At first, I considered it a pretty successful
mugging from my point of view -- as these things go. I wasn't hurt or
beat up. I immediately checked for credit cards and bank cards and
they had left them in my wallet, so I appreciated that. I also thought
I only had like $35 in my wallet, so I wasn't feeling too bad about the
money. They stole the cell phone but I never used it anyway so I
didn't care about that (frankly, Michael and I can't even figure out
how to make a stupid phone call using them). They stole my watch,
which is a pain, but I had anticipated this kind of thing and did not
bring my nice watch down here -- it was my digital watch -- so that
wasn't too bad. Then, as I got out of the park, I remembered that last
night I had taken $100 out of the ATM precisely because I was low on
money AND, because I was so tired last night, had forgotten to leave
part of it in the apartment (which is what I do) and had forgotten to
hide a $20 in my little jeans pocket (which, as thorough as they were,
I think would have eluded them). So instead of only getting $20-$35,
actually, they got $135. Then, I just realized that they got my ipod,
which bums me out. So actually they gt a pretty good haul and I lost a
good chunk of money (but still, no credit cards), but the Ipod is
something I use 4 days a week when I do class prep in the office I
share with Michael to tune everything out. So that really sucks. Now
I need to rush to the supermarket before it closes in 15 minutes (it
will be very busy!).
Travel can change a person, particularly challenging travel or travel to really different places. I've had some anxiety about Paul's term in South America because I've wondered if and how he will change.
He told me on the phone tonight that he considered buying a poncho.

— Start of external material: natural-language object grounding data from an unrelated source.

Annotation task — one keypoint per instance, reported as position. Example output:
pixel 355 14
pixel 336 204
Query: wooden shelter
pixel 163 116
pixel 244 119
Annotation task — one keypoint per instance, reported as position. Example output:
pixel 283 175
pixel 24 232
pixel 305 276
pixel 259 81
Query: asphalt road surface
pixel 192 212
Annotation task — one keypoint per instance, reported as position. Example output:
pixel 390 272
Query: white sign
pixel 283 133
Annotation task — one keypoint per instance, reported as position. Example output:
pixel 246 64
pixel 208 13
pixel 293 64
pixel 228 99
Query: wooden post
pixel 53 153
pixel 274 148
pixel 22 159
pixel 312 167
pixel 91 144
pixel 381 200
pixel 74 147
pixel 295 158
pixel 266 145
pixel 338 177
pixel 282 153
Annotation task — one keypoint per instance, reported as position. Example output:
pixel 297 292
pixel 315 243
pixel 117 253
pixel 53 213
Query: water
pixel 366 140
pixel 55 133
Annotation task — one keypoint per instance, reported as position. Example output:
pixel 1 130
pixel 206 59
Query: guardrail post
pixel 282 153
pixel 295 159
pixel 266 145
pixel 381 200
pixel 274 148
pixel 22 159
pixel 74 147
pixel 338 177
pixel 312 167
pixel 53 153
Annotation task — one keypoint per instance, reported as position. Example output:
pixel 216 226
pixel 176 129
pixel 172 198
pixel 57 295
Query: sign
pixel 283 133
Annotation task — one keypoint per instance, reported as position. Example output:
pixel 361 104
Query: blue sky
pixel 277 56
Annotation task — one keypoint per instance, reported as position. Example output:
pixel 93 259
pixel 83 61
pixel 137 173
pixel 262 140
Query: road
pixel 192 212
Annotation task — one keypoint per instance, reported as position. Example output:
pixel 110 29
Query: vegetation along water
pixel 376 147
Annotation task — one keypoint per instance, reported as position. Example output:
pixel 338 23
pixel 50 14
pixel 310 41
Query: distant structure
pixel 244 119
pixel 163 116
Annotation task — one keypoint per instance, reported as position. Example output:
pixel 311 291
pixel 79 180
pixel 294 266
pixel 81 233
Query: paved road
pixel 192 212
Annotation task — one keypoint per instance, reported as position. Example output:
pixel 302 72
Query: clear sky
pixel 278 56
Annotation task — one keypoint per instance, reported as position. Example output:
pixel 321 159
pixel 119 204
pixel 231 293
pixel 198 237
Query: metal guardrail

Paul called late last night to say he's arrived in Ecuador. The phone connection from 'apartmento moderno' wasn't great--the sound would go out or get static-y every minute or so. (I've also notice that a weird computer-y sound sometimes precedes the voice when someone phones me, like a computer or modem or something.) Anyway, two military guys sat behind him on the plane and talked the whole way. They were quite loud the last two hours. The connections in the airport were too tight for Paul to make duty free. That's a shame because he likes his scotch before bed.